Crackdown Across BJP-Run States
The HRW report highlights a coordinated campaign across BJP-ruled states. In Maharashtra, authorities expelled workers from West Bengal, even though they presented valid Indian identity documents. One worker, Nazimuddin Sheikh, was expelled on June 9 after police tore up his documents. He was flown to Tripura with over 100 others and beaten when he protested his Indian citizenship.
In Gujarat, the state demolished over 10,000 homes, businesses, and mosques in Bengali-speaking settlements around Ahmedabad. Nearly 6,500 people were detained across the state; 890 of them, including women and children, were paraded through the streets. MP Samirul Islam wrote to Home Minister Amit Shah warning of "entire Bengali-speaking settlements being targeted and set ablaze."
In Rajasthan, authorities reportedly expelled at least 148 people to Bangladesh after detaining over 1,000 suspected "illegal immigrants." In Odisha, 444 male migrant workers were rounded up in a single district.

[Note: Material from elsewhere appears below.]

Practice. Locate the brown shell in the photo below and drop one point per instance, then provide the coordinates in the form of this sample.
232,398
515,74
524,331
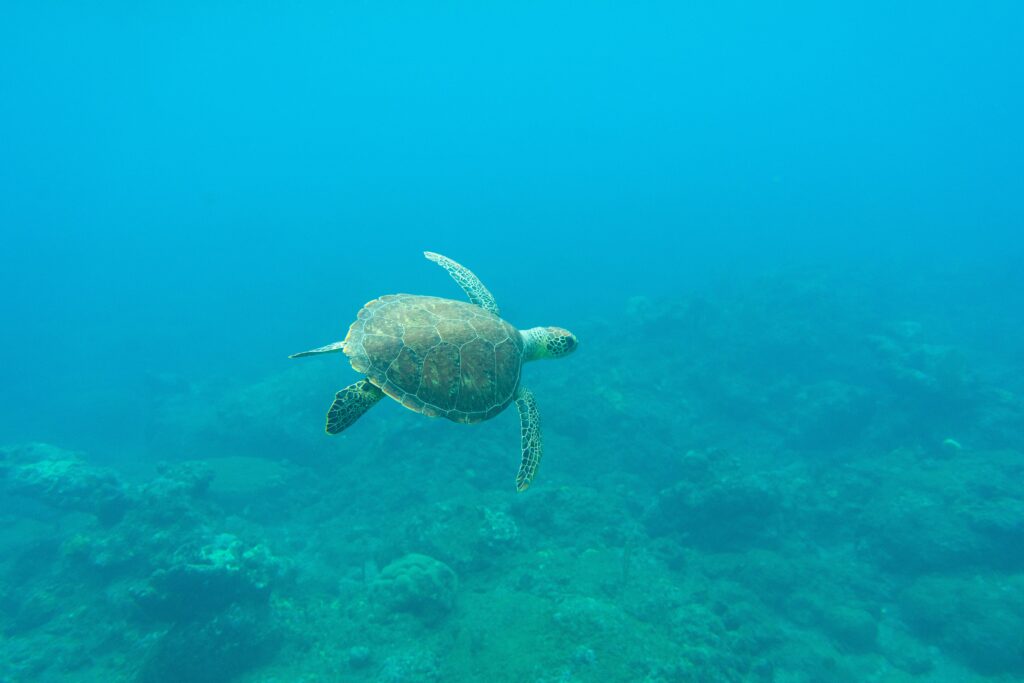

Rohingya Refugees Forced Into the Sea
HRW also cited shocking incidents involving Rohingya refugees. In early May, Indian authorities reportedly forced 40 Rohingya men, women, and children into the sea near Myanmar from an Indian naval vessel -- with only life jackets to survive. The UN Special Rapporteur on Myanmar, Tom Andrews, called it "an affront to human decency" and a "serious violation" of the principle of 'nonrefoulement'.
A 20-year-old Rohingya refugee in India said: "My childhood was destroyed by genocide, my teenage years swallowed by refugee life… and now my adulthood faces a fate worse than anything I've survived -- being sent back to a land where genocide still continues."
Although the Indian Supreme Court refused to block Rohingya deportations in May, saying foreigners must be returned under Indian law, HRW accused the government of violating international conventions it has signed, including the International Covenant on Civil and Political Rights.
Bangladesh Pushes Back
Bangladesh's Foreign Ministry has repeatedly expressed concern, writing to India on May 8 that the "push-ins" were "unacceptable" and that Dhaka would only accept individuals confirmed as Bangladeshi nationals through proper diplomatic channels.